Across the country, individuals and communities are preparing for the 2018 midterm elections with voter registration drives, candidate forums and public debates, and active political campaigns. These pre-election efforts engage citizens in the political process and help provide us with the education and information we need to cast our ballots and make informed decisions on election day.
Election debates are a fundamental component of US politics that provide citizens with an opportunity to hear directly from all candidates about their positions on key social, economic, and political issues. Debates encourage candidates to move beyond political banter and partisan attacks and to focus on public policy and how they will address these key issues if elected. It is an opportunity for candidates to publicly stand behind their values, platforms, and vision for the future and to demonstrate why they are most qualified to represent citizens in this elected position. At the same time, they allow members of the public to directly compare, and critically evaluate, the platforms and visions of the candidates. Additionally, debates provide insight into how well each candidate communicates their message, operates under pressure, and interacts with their political opponent and how often they avoid discussion of certain topics. Refusal to engage in debate is harmful to the American people and to the health and well-being of our democracy, and it is unreasonable, and should be unacceptable, for citizens of a democracy to have to vote on representatives without an opportunity to hear from them in a public debate.
In November, Alabamians will elect our next governor. As the highest elected officer in the state, the governor is responsible for making decisions that influence the daily lives of Alabamians, the success of our communities, and the overall health and well-being of the State. The governor will appoint representatives to regulatory and licensing boards and commissions; will have veto power; and will oversee the development and execution of our budget, among other responsibilities, yielding this individual the power to shape the state’s political, social, and economic landscape.

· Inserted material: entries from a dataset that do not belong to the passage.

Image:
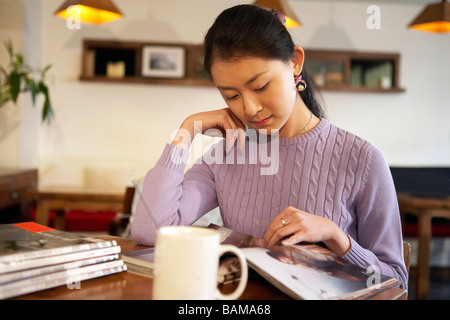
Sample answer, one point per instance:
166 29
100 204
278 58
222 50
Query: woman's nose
251 106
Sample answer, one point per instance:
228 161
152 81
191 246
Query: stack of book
34 258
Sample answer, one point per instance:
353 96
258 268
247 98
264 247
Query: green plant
21 78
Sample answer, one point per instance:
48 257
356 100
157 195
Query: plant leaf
14 84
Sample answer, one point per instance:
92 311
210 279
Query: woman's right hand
222 123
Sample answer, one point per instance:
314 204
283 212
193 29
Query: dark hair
248 30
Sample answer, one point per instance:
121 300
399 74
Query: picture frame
163 61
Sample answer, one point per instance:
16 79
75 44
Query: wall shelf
353 71
184 58
182 64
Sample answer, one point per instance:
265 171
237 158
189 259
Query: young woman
328 185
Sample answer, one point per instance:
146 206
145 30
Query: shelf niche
126 58
330 70
354 71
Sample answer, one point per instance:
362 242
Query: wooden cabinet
354 71
330 70
14 185
98 55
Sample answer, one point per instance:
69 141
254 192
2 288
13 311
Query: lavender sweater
327 171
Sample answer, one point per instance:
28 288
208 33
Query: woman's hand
295 226
220 122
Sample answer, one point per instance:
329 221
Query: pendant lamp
281 6
90 11
434 18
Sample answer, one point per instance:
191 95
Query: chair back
407 254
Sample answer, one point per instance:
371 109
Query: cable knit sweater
327 171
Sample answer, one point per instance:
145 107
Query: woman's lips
263 122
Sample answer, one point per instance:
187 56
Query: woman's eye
262 88
232 97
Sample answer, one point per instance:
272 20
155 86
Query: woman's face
260 92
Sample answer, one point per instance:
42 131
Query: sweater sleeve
379 240
174 198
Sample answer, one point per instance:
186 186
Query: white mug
187 262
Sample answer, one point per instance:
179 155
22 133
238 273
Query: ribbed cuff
174 157
357 254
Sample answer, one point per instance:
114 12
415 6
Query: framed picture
159 61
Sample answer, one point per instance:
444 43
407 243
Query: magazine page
29 240
313 272
240 240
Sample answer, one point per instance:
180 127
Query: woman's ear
298 60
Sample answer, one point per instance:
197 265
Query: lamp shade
281 6
434 18
90 11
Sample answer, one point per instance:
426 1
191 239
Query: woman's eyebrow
253 78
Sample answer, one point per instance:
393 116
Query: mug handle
224 248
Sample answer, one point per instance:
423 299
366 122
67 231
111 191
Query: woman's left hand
293 225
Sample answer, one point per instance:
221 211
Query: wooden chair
119 225
407 254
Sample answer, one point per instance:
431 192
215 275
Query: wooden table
424 208
63 199
129 286
14 184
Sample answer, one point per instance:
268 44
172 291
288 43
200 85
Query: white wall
126 125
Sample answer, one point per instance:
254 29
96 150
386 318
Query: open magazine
307 271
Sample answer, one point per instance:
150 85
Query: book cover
66 277
304 271
29 240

In addition to running the State, the governor of Alabama serves as the President of the Board of Trustees of Auburn University, Auburn University – Montgomery, and the University of Alabama, resulting in direct power and influence over the state’s largest educational institutions and the students, faculty, and staff who attend and are employed by them. Our institutions of higher education are one of the state’s largest sources of employment and have a profound economic impact on the state, and it is important for citizens to understand how they will address issues pertinent to these institutions.
There are clear and profound implications of this election, but no plans for a debate between our candidates for governor, and amid growing public pressure for a debate, Governor Ivey has consistently refused, citing a lack of time and lack of public interest as reasons for her refusal. She was recently quoted in a news article saying, "The only two people who ever bring that up is y'all in the media and my opponent."
This statement is false, and as citizens whose job it is to hold our elected leaders and candidates for elected positions accountable, we want to correct this inaccurate information. Governor Ivey, Alabamians do want you to engage in a public debate with Walt Maddox before the midterm election on November 6, and as citizens of a democratic society, we deserve it.
Governor Ivey, your participation will educate us on your positions, priorities, and vision for the State of Alabama and provide us with the knowledge to make an informed and wise decision when voting for governor on November 6. It will demonstrate that you stand behind your beliefs, with a spirit that is not afraid, and that you are willing to put the citizens of Alabama and our democratic ideals above the personal concerns that make you not want to debate. Your unwillingness to engage in a public debate with your political opponent will also send a strong message, and the choice is yours to determine which message you will send.
Elections are about more than Republicans and Democrats, “us versus them,” and attacks on political opponents. They are an opportunity for citizens to elect individuals that can best represent our needs, advocate on our behalf, and strengthen our state. The governor will have the power and authority to improve the current social and economic conditions that limit our potential and that we often view as unchangeable, and we must ensure that you understand the issues we face and have the knowledge, skills, and will power to address them. Our children do not have to live in poverty and should not attend schools that lack air conditioning, books for students, or the opportunities afforded to students in well-funded schools in economically advantaged areas; adults should not have to work multiple jobs to meet the basic needs of their families; and families should not have to choose between purchasing medication or paying rent and buying groceries. These issues impact individuals across party lines, and the governor will have the ability to address them, among many others.
It is appalling that a democratically elected candidate for the highest office in the state would opt out of a public debate with their opponent and even more absurd that this would be acceptable to the citizens of a democratic society. If we simply accept your refusal to debate, we concede that we are ok with the current conditions of our state and the status of our democracy, and Alabamians want something better.
We hope you understand our concern, our love for our state, and our commitment to democracy, and more importantly, we hope that you will grant our request for a public debate. Cheers!